At baseline, 228 LSG and 229 LRYGB procedures were performed. Five-year follow-up was available for 199 of 228 patients (87.3 per cent) after LSG and 199 of 229 (87.1 per cent) after LRYGB. Model-based mean estimate of %EBMIL was 7.0 (95 per cent c.i. 3.5 to 10.5) percentage points better after LRYGB than after LSG (62.7 versus 55.5 per cent respectively; P < 0.001). There was no difference in remission of T2DM, obstructive sleep apnoea or QoL improvement; remission for hypertension was better after LRYGB compared with LSG (60.3 versus 44.9 per cent; P = 0.049). The complication rate was higher after LRYGB than LSG (37.2 versus 22.5 per cent; P = 0.001), but there was no difference in mean Comprehensive Complication Index value (30.6 versus 31.0 points; P = 0.859).
Although LRYGB induced greater weight loss and better amelioration of hypertension than LSG, there was no difference in remission of T2DM, obstructive sleep apnoea, or QoL at 5 years. There were more complications after LRYGB, but the individual burden for patients with complications was similar after both operations.
腹腔镜袖状胃切除术(LSG)和 Roux-en-Y 胃旁路术(LRYGB)都是治疗肥胖患者体重减轻的有效手术方法。
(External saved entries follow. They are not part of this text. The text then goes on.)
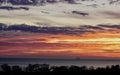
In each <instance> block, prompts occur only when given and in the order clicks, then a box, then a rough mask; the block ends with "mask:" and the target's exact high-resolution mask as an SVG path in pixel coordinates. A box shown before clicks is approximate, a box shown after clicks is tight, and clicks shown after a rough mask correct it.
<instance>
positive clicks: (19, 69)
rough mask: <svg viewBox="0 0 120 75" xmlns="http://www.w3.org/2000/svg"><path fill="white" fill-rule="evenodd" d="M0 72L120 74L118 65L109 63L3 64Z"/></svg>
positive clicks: (76, 73)
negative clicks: (112, 64)
mask: <svg viewBox="0 0 120 75" xmlns="http://www.w3.org/2000/svg"><path fill="white" fill-rule="evenodd" d="M0 69H1V70H0V74H6V73H9V75H14V74H17V75H18V74H27V73H28V74H33V75H35V74H38V75H62V74H65V75H81V74H82V75H85V74H92V75H98V74H101V75H103V74H114V75H116V74H118V75H119V74H120V65H111V66H106V67H104V68H103V67H97V68H95V67H93V66H91V67H89V68H88V67H86V66H80V67H79V66H74V65H72V66H50V65H49V64H29V65H28V66H26V67H24V68H23V67H20V66H17V65H15V66H9V65H8V64H3V65H1V66H0Z"/></svg>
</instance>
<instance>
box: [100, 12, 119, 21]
mask: <svg viewBox="0 0 120 75" xmlns="http://www.w3.org/2000/svg"><path fill="white" fill-rule="evenodd" d="M102 14H103V15H105V17H108V18H113V19H120V13H119V12H113V11H104V12H102Z"/></svg>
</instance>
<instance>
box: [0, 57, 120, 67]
mask: <svg viewBox="0 0 120 75" xmlns="http://www.w3.org/2000/svg"><path fill="white" fill-rule="evenodd" d="M2 64H9V65H20V66H23V67H25V66H27V65H28V64H50V66H70V65H76V66H84V65H85V66H87V67H90V66H94V67H106V66H107V65H116V64H120V60H93V59H92V60H91V59H89V60H88V59H34V58H29V59H26V58H24V59H23V58H19V59H17V58H12V59H11V58H5V59H4V58H0V65H2Z"/></svg>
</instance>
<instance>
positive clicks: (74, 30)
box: [0, 3, 120, 58]
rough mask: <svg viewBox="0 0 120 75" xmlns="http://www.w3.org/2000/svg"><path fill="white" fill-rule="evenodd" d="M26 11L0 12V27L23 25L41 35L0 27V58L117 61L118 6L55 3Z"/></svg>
mask: <svg viewBox="0 0 120 75" xmlns="http://www.w3.org/2000/svg"><path fill="white" fill-rule="evenodd" d="M28 7H29V8H30V10H29V11H24V10H15V11H7V10H0V23H4V24H5V25H7V26H12V25H16V26H17V25H19V24H26V25H28V27H29V26H35V27H38V30H41V31H39V32H34V31H31V30H29V29H27V28H25V30H23V31H21V30H20V29H17V30H15V29H14V28H13V29H11V30H2V29H4V27H3V28H2V29H1V31H0V57H23V58H24V57H35V58H76V57H79V58H120V25H119V24H120V21H119V19H120V13H119V11H120V9H119V7H120V6H115V5H113V6H108V5H106V6H99V7H97V8H94V7H91V6H90V7H88V6H86V5H70V4H61V3H59V4H57V5H55V4H53V5H46V6H40V7H35V6H28ZM38 9H40V10H38ZM71 11H82V12H85V13H88V14H89V15H87V16H82V15H79V14H74V13H71ZM38 12H39V13H38ZM42 27H47V28H42ZM54 27H55V28H54ZM21 28H22V27H21ZM31 28H32V27H31ZM23 29H24V27H23ZM26 29H27V30H26Z"/></svg>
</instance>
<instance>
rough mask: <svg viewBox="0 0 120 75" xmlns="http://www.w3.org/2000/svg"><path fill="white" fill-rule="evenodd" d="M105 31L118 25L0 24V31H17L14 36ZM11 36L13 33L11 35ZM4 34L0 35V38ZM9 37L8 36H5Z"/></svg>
mask: <svg viewBox="0 0 120 75" xmlns="http://www.w3.org/2000/svg"><path fill="white" fill-rule="evenodd" d="M107 29H111V30H112V29H114V30H115V29H120V25H108V24H106V25H105V24H99V25H96V26H91V25H82V26H80V27H38V26H30V25H26V24H21V25H10V26H7V25H5V24H2V23H1V24H0V31H15V32H16V31H18V32H17V33H16V34H15V35H18V34H19V33H21V34H23V32H29V33H33V34H34V33H47V34H67V35H74V34H75V35H77V34H79V35H82V34H84V33H96V31H105V30H107ZM11 34H13V33H11ZM2 35H4V36H5V34H2V33H0V36H2ZM7 35H10V34H6V36H7Z"/></svg>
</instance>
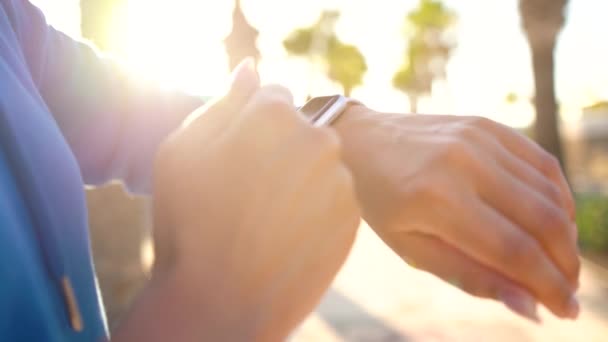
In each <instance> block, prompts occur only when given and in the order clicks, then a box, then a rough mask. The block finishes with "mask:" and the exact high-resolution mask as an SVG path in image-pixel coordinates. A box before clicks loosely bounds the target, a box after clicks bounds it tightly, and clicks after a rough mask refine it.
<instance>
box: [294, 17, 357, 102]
mask: <svg viewBox="0 0 608 342" xmlns="http://www.w3.org/2000/svg"><path fill="white" fill-rule="evenodd" d="M338 18H339V13H338V12H336V11H324V12H322V13H321V16H320V17H319V20H317V22H316V23H314V24H313V25H312V26H310V27H306V28H300V29H297V30H295V31H294V32H292V33H291V34H290V35H289V36H288V37H287V38H286V39H285V40H284V41H283V47H285V50H287V52H288V53H289V54H291V55H293V56H298V57H304V58H307V59H309V60H310V62H311V63H313V64H315V63H319V64H321V65H322V67H323V68H324V69H325V72H326V73H327V76H328V77H329V79H331V80H332V81H334V82H337V83H339V84H340V85H341V86H342V88H343V89H344V94H345V95H347V96H349V95H350V92H351V91H352V89H353V88H355V87H357V86H359V85H361V84H362V83H363V76H364V75H365V73H366V72H367V64H366V62H365V57H364V56H363V54H362V53H361V51H359V49H357V47H356V46H354V45H351V44H346V43H343V42H341V41H340V40H339V39H338V37H337V36H336V34H335V24H336V21H337V19H338Z"/></svg>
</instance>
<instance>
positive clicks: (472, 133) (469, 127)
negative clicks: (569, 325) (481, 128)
mask: <svg viewBox="0 0 608 342" xmlns="http://www.w3.org/2000/svg"><path fill="white" fill-rule="evenodd" d="M458 135H459V136H460V137H462V138H463V139H464V140H467V141H476V140H478V138H479V132H478V128H477V127H476V126H475V125H463V126H462V127H461V128H460V129H459V130H458Z"/></svg>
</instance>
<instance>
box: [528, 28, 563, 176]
mask: <svg viewBox="0 0 608 342" xmlns="http://www.w3.org/2000/svg"><path fill="white" fill-rule="evenodd" d="M555 42H556V40H555V39H554V40H551V41H548V42H542V43H536V44H534V43H531V46H530V47H531V52H532V65H533V69H534V84H535V88H536V95H535V96H534V106H535V109H536V122H535V125H534V134H535V138H536V141H537V142H538V143H539V144H540V145H541V146H542V147H543V148H544V149H545V150H547V151H548V152H549V153H551V154H553V155H554V156H555V157H556V158H558V160H559V162H560V164H561V165H562V167H563V166H564V157H563V154H562V143H561V140H560V135H559V114H558V106H557V101H556V98H555V76H554V75H555V59H554V50H555Z"/></svg>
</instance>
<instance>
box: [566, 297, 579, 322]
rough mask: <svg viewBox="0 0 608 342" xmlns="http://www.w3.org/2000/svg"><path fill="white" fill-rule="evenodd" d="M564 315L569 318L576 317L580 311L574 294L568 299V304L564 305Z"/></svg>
mask: <svg viewBox="0 0 608 342" xmlns="http://www.w3.org/2000/svg"><path fill="white" fill-rule="evenodd" d="M566 311H567V312H566V316H567V317H568V318H570V319H577V318H578V315H579V313H580V311H581V307H580V305H579V304H578V300H577V299H576V297H575V296H574V295H572V296H570V299H568V304H567V305H566Z"/></svg>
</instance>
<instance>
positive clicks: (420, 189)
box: [407, 178, 453, 206]
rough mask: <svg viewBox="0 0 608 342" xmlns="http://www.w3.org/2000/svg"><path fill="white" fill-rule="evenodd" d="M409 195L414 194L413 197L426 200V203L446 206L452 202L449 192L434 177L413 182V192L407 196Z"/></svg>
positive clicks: (448, 191) (452, 199)
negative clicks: (423, 179) (433, 177)
mask: <svg viewBox="0 0 608 342" xmlns="http://www.w3.org/2000/svg"><path fill="white" fill-rule="evenodd" d="M411 195H414V197H415V198H420V199H423V200H426V201H427V203H434V204H436V205H441V206H447V205H450V204H452V202H453V198H452V194H451V192H449V191H446V189H445V187H444V186H443V184H442V183H441V182H440V181H438V180H436V179H434V178H429V179H427V180H419V181H417V182H415V184H414V185H413V192H411V193H409V194H408V195H407V196H408V197H409V196H411Z"/></svg>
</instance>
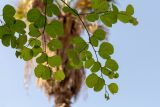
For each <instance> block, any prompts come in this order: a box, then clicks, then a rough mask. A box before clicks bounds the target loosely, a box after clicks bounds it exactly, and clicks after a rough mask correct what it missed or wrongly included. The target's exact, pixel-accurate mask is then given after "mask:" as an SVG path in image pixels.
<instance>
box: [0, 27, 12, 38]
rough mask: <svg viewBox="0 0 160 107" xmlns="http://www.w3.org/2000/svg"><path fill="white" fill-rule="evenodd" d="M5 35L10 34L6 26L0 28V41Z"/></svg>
mask: <svg viewBox="0 0 160 107" xmlns="http://www.w3.org/2000/svg"><path fill="white" fill-rule="evenodd" d="M6 34H10V28H9V27H8V26H6V25H3V26H0V39H2V37H3V35H6Z"/></svg>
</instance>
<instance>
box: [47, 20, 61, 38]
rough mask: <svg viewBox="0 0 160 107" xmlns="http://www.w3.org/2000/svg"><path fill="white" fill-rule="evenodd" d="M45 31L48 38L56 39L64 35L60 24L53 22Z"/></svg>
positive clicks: (56, 22) (57, 22)
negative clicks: (45, 31) (49, 36)
mask: <svg viewBox="0 0 160 107" xmlns="http://www.w3.org/2000/svg"><path fill="white" fill-rule="evenodd" d="M45 31H46V32H47V34H48V35H49V36H51V37H52V38H56V36H63V35H64V29H63V25H62V23H61V22H59V21H57V20H54V21H52V22H51V23H50V24H48V25H47V26H46V29H45Z"/></svg>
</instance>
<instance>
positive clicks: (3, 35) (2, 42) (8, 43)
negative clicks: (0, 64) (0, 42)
mask: <svg viewBox="0 0 160 107" xmlns="http://www.w3.org/2000/svg"><path fill="white" fill-rule="evenodd" d="M10 41H11V35H9V34H6V35H3V36H2V44H3V45H4V46H6V47H9V46H10Z"/></svg>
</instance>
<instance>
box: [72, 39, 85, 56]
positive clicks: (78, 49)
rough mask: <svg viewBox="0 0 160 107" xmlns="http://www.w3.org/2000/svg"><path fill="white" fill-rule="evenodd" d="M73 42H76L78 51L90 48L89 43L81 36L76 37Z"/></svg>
mask: <svg viewBox="0 0 160 107" xmlns="http://www.w3.org/2000/svg"><path fill="white" fill-rule="evenodd" d="M73 43H74V44H75V50H76V52H78V53H80V52H82V51H84V50H86V49H88V44H87V43H86V42H85V40H83V39H82V38H81V37H75V38H74V39H73Z"/></svg>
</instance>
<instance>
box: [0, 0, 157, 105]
mask: <svg viewBox="0 0 160 107" xmlns="http://www.w3.org/2000/svg"><path fill="white" fill-rule="evenodd" d="M117 2H118V7H119V8H120V9H125V7H126V6H127V4H132V5H133V6H134V7H135V16H136V17H137V19H138V21H139V25H138V26H136V27H134V26H132V25H130V24H123V23H120V22H119V23H118V24H116V25H113V27H112V29H110V37H109V41H110V42H111V43H112V44H113V45H114V47H115V54H114V56H113V57H114V58H115V59H116V60H117V61H118V63H119V66H120V69H119V74H120V78H119V79H118V80H116V81H115V80H114V82H117V83H118V84H119V88H120V90H119V92H118V94H116V95H114V96H111V99H110V100H109V101H105V99H104V94H103V92H101V93H95V92H93V91H92V89H85V88H84V89H83V90H82V91H81V95H80V96H79V98H78V100H77V101H76V102H75V103H73V104H72V107H97V106H99V107H118V106H119V107H159V106H160V92H159V91H160V56H159V55H160V49H159V47H160V42H159V41H160V27H159V25H160V21H159V19H160V13H159V12H158V11H159V10H160V6H159V4H160V1H159V0H154V1H150V0H147V1H144V0H117ZM6 4H11V5H14V6H17V0H1V1H0V10H2V8H3V6H4V5H6ZM0 14H2V11H0ZM0 18H2V17H1V16H0ZM24 63H25V62H24V61H22V60H19V59H17V58H16V56H15V55H14V50H12V49H11V48H6V47H4V46H2V44H1V42H0V68H1V69H0V107H51V106H53V103H52V102H53V100H51V101H48V98H47V97H46V96H45V95H44V93H43V92H42V91H41V90H40V89H39V88H37V87H36V85H35V78H34V76H33V77H32V80H31V82H30V84H29V85H30V87H29V89H28V90H26V89H25V87H24V84H23V78H24Z"/></svg>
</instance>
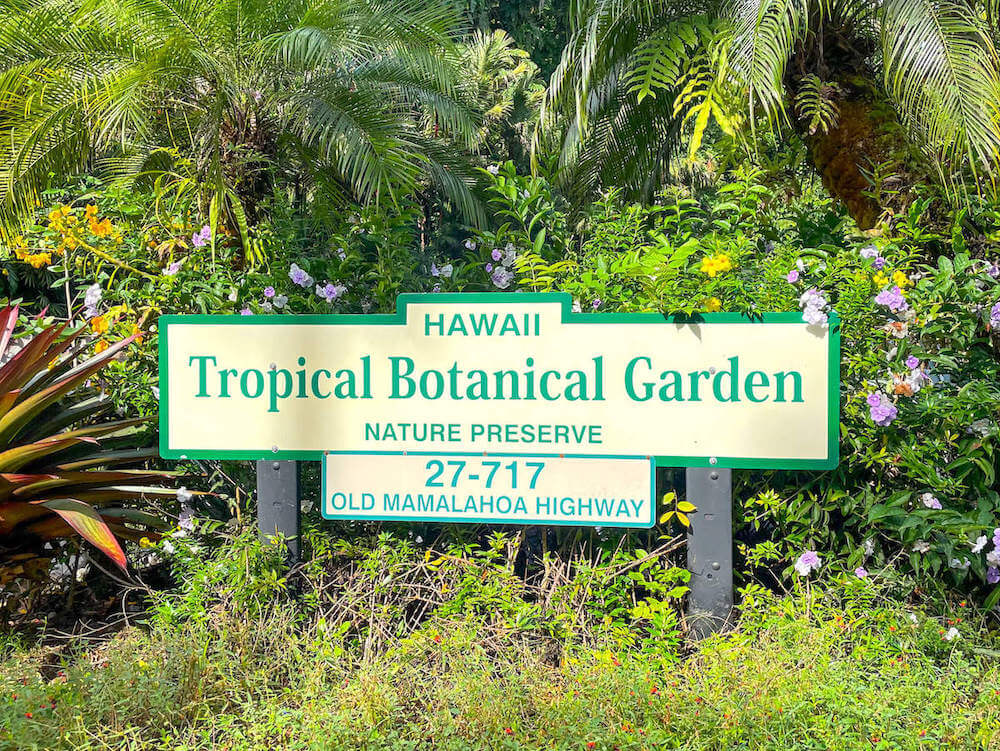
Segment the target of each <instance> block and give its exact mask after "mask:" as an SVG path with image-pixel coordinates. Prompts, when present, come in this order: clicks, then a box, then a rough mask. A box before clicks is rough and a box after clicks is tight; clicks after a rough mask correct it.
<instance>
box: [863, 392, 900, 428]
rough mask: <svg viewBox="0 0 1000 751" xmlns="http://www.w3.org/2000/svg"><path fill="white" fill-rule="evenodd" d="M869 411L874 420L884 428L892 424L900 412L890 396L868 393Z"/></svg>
mask: <svg viewBox="0 0 1000 751" xmlns="http://www.w3.org/2000/svg"><path fill="white" fill-rule="evenodd" d="M868 412H869V414H870V415H871V418H872V422H874V423H875V424H876V425H880V426H882V427H883V428H884V427H886V426H888V425H891V424H892V421H893V420H895V419H896V416H897V415H898V414H899V410H898V409H896V405H894V404H893V403H892V402H891V401H889V399H888V398H883V396H882V395H881V394H869V395H868Z"/></svg>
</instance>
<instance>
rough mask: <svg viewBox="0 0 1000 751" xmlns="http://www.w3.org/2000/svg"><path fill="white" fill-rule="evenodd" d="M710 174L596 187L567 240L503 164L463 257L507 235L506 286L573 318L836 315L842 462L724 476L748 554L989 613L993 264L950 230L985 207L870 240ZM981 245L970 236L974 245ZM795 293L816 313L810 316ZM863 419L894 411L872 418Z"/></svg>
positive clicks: (993, 384)
mask: <svg viewBox="0 0 1000 751" xmlns="http://www.w3.org/2000/svg"><path fill="white" fill-rule="evenodd" d="M726 177H728V178H729V179H728V181H727V182H723V181H721V180H720V181H719V182H718V183H717V184H713V185H709V186H708V187H706V188H703V189H700V190H695V191H693V192H689V191H684V190H682V189H675V190H671V191H664V192H662V193H661V194H660V195H659V196H658V198H657V201H656V203H654V204H653V205H651V206H648V207H644V206H640V205H637V204H622V202H621V201H620V200H619V198H618V196H617V194H616V193H614V192H612V193H610V194H608V195H607V196H606V197H605V198H604V199H602V200H601V201H599V202H597V203H596V204H594V206H593V207H592V209H591V211H590V212H589V213H588V214H587V215H586V217H585V218H584V220H583V222H582V223H581V224H580V225H579V227H580V229H579V230H578V231H577V232H571V231H570V230H569V226H570V223H569V222H568V221H566V214H565V213H564V212H563V211H561V210H560V209H559V208H558V205H557V204H556V202H555V201H554V200H552V199H550V198H549V196H551V192H550V189H549V188H548V187H547V186H546V184H545V182H544V180H541V179H540V178H521V177H518V176H516V175H514V174H513V173H512V171H511V168H510V167H509V165H508V166H507V167H505V168H504V169H502V170H500V171H499V172H498V174H497V175H496V176H495V185H494V188H493V193H494V196H495V199H494V200H495V201H497V202H500V203H502V206H501V208H500V214H501V215H502V216H504V217H506V218H508V219H509V221H507V222H505V223H504V224H503V225H501V227H500V229H499V230H497V231H496V232H493V233H487V232H484V233H481V234H480V236H479V241H480V247H479V250H478V252H479V253H481V254H483V257H485V258H487V259H488V258H490V257H491V254H493V253H494V251H497V250H498V249H502V248H504V247H505V246H504V243H510V247H512V248H515V249H516V254H517V259H516V261H515V262H514V263H513V264H511V265H512V267H514V268H515V269H516V272H517V282H516V284H515V285H512V287H514V286H516V287H518V288H520V289H532V290H540V291H549V290H560V291H565V292H569V293H570V294H571V295H573V297H574V299H575V300H576V301H577V309H585V310H587V311H588V312H590V311H644V310H645V311H657V312H664V313H683V314H693V313H698V312H702V311H709V312H711V311H715V310H720V309H721V310H726V311H739V312H743V313H746V314H749V315H753V314H756V313H759V312H763V311H794V310H800V309H803V310H804V313H805V314H810V315H819V316H820V318H823V317H825V316H826V315H828V311H829V310H830V309H836V311H837V312H838V314H839V316H840V321H841V336H842V352H843V361H842V374H841V375H842V382H843V392H842V399H843V402H842V410H841V414H842V426H841V435H842V441H841V457H842V459H841V465H840V467H839V468H838V469H837V470H835V471H833V472H828V473H824V474H822V475H818V476H817V475H816V474H815V473H813V474H809V475H806V474H796V473H786V472H780V473H779V472H756V473H750V472H743V473H740V475H739V477H738V480H739V483H740V487H739V494H740V495H741V496H742V497H744V498H746V499H747V507H746V511H745V514H744V521H745V523H746V524H747V525H748V526H749V527H750V530H748V533H747V534H744V537H747V538H750V539H755V540H757V541H760V539H761V537H762V536H763V537H765V538H769V539H770V540H771V541H772V542H771V543H769V544H768V545H767V546H766V547H761V548H759V549H757V550H756V551H754V550H753V549H752V548H753V546H752V545H751V546H748V547H747V548H746V549H745V552H746V553H747V555H748V556H749V558H750V561H751V563H752V564H754V565H758V564H762V563H768V562H769V563H772V564H773V563H777V562H779V561H782V560H784V561H786V562H787V561H789V560H790V558H794V557H795V556H797V555H798V553H799V552H800V551H802V550H804V549H821V550H825V551H828V552H829V553H830V557H829V558H828V559H827V560H828V562H835V563H836V566H835V568H837V569H840V570H848V571H850V570H853V569H855V568H857V567H859V566H868V567H869V568H871V569H872V570H876V569H878V568H881V567H883V566H890V565H892V563H893V562H894V561H896V560H897V559H898V558H899V557H901V556H902V558H903V559H904V560H905V561H906V565H907V567H908V568H909V569H911V570H913V571H916V572H918V573H919V574H921V575H923V576H925V580H926V581H940V582H947V584H948V585H952V586H960V587H973V588H977V587H978V588H980V591H981V592H982V595H983V597H985V598H987V600H986V602H987V604H989V605H992V604H994V603H995V602H996V601H997V598H998V597H1000V588H995V587H993V585H994V584H996V583H997V580H998V579H1000V575H998V574H1000V572H998V570H997V567H998V565H1000V535H997V534H996V533H995V532H994V530H995V529H996V528H997V527H1000V495H998V494H997V491H996V490H995V479H996V472H997V466H998V464H997V463H998V456H997V453H996V448H997V435H998V423H997V412H996V408H995V405H996V403H997V401H998V398H1000V387H998V385H997V384H998V376H1000V363H998V343H1000V339H998V337H997V335H996V329H997V328H998V326H1000V307H997V305H998V303H1000V285H998V282H997V278H998V277H1000V267H998V266H997V264H996V262H995V261H989V260H985V259H984V258H982V257H980V258H978V259H977V258H974V257H973V256H972V255H971V253H970V251H969V245H970V244H971V241H970V240H967V239H966V235H970V236H975V235H977V234H978V233H977V231H976V230H977V228H979V227H981V226H983V225H985V226H987V227H990V226H995V224H996V221H995V216H993V215H992V214H991V213H990V212H989V210H985V211H983V212H981V214H980V215H979V216H978V217H977V219H976V220H975V221H970V219H969V217H968V216H966V214H965V213H964V212H963V213H961V214H959V215H957V216H956V217H955V218H954V222H953V225H952V231H951V232H950V233H947V232H942V231H933V230H931V229H929V227H930V226H933V224H932V222H931V221H929V219H928V216H927V212H928V210H929V207H930V202H929V201H927V200H922V201H916V202H914V203H913V204H912V205H911V206H910V208H909V209H908V212H907V213H906V214H905V215H902V216H900V217H898V218H897V219H896V220H895V221H893V222H892V223H891V224H890V225H886V226H885V227H883V228H882V231H881V232H880V233H877V234H875V235H873V236H870V237H869V236H856V235H852V234H850V232H849V231H848V229H847V226H846V224H845V222H843V221H842V219H841V217H840V215H839V213H838V212H837V211H836V210H835V208H834V207H833V206H831V204H830V203H829V201H828V200H827V199H823V198H822V197H820V196H817V195H816V194H815V193H806V194H805V195H804V196H803V198H802V199H800V200H798V201H795V202H792V203H788V202H786V201H785V200H783V198H776V197H775V196H774V193H773V191H772V190H769V188H768V187H767V185H765V184H764V183H763V182H762V180H763V177H764V176H763V173H762V172H760V171H759V170H754V169H749V168H738V169H736V170H735V171H734V172H733V173H732V174H729V175H727V176H726ZM989 237H992V236H989ZM988 242H989V243H990V245H987V246H986V247H985V248H984V247H982V245H983V244H982V240H978V242H977V244H978V245H979V246H980V249H979V252H980V254H985V253H986V252H988V249H989V248H990V247H991V244H992V242H993V240H992V239H990V240H988ZM545 248H555V249H557V251H558V252H554V253H551V254H548V255H547V254H546V252H545ZM500 252H503V251H502V250H501V251H500ZM897 288H898V289H897ZM810 299H812V300H813V301H818V302H819V304H820V307H818V308H814V312H813V313H809V311H808V307H809V306H808V305H807V302H808V301H809V300H810ZM821 308H822V309H821ZM873 394H876V395H878V397H877V398H878V400H879V401H880V402H881V406H880V407H878V408H873V407H872V406H871V405H870V404H869V402H868V399H869V398H870V397H871V395H873ZM872 398H873V399H874V397H872ZM878 409H881V410H882V411H883V412H885V414H892V415H896V414H897V413H898V415H897V416H896V417H894V418H893V419H891V420H886V419H882V418H880V419H881V422H883V423H886V424H876V422H875V419H876V417H878V415H880V414H882V413H881V412H878V411H877V410H878ZM994 538H995V539H994ZM977 541H978V542H977ZM784 570H785V571H786V573H787V572H790V571H791V569H790V567H788V568H785V569H784ZM983 584H985V585H986V586H985V587H983V586H982V585H983Z"/></svg>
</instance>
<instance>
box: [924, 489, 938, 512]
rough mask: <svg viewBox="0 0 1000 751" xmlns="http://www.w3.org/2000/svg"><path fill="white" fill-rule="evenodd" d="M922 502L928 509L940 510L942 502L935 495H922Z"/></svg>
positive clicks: (928, 493)
mask: <svg viewBox="0 0 1000 751" xmlns="http://www.w3.org/2000/svg"><path fill="white" fill-rule="evenodd" d="M920 502H921V503H923V504H924V506H926V507H927V508H934V509H940V508H941V501H939V500H938V499H937V498H935V497H934V494H933V493H922V494H921V495H920Z"/></svg>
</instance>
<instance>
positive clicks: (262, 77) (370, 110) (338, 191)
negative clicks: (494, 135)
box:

本试验的目的是合并两项随机对照试验的个体患者数据,以比较 LSG 和 LRYGB 后的结果。
分析比较 LSG 和 LRYGB 的芬兰 SLEEVEPASS 和瑞士 SM-BOSS 两项 RCT 的 5 年结果。这两项原始试验都是为了评估减重效果而设计的。还额外检索了关于 2 型糖尿病(T2DM)、阻塞性睡眠呼吸暂停和并发症的患者水平数据。主要结局是体重指数(BMI)多余部分丢失的百分比(%EBMIL)。两项试验中的次要预设结局均包括总减重、合并症缓解、生活质量(QoL)改善和整体发病率。
LSG 术前共进行了 228 例,LRYGB 术前共进行了 229 例。LSG 术后 5 年随访 199 例(87.3%),LRYGB 术后 199 例(87.1%)。基于模型的平均估计值显示,LRYGB 术后的 %EBMIL 比 LSG 术后高 7.0(95%置信区间 3.5 至 10.5)个百分点(分别为 62.7%和 55.5%;P<0.001)。两种术式在 T2DM 缓解、阻塞性睡眠呼吸暂停或 QoL 改善方面无差异;与 LSG 相比,LRYGB 术后高血压缓解更好(60.3%比 44.9%;P=0.049)。LRYGB 的并发症发生率高于 LSG(37.2%比 22.5%;P=0.001),但综合并发症指数(CCI)值的平均值无差异(30.6 比 31.0 分;P=0.859)。
虽然 LRYGB 诱导的体重减轻和高血压改善优于 LSG,但两种术式在 5 年时的 T2DM 缓解、阻塞性睡眠呼吸暂停或 QoL 方面无差异。LRYGB 术后的并发症更多,但两种手术的患者并发症的个体负担相似。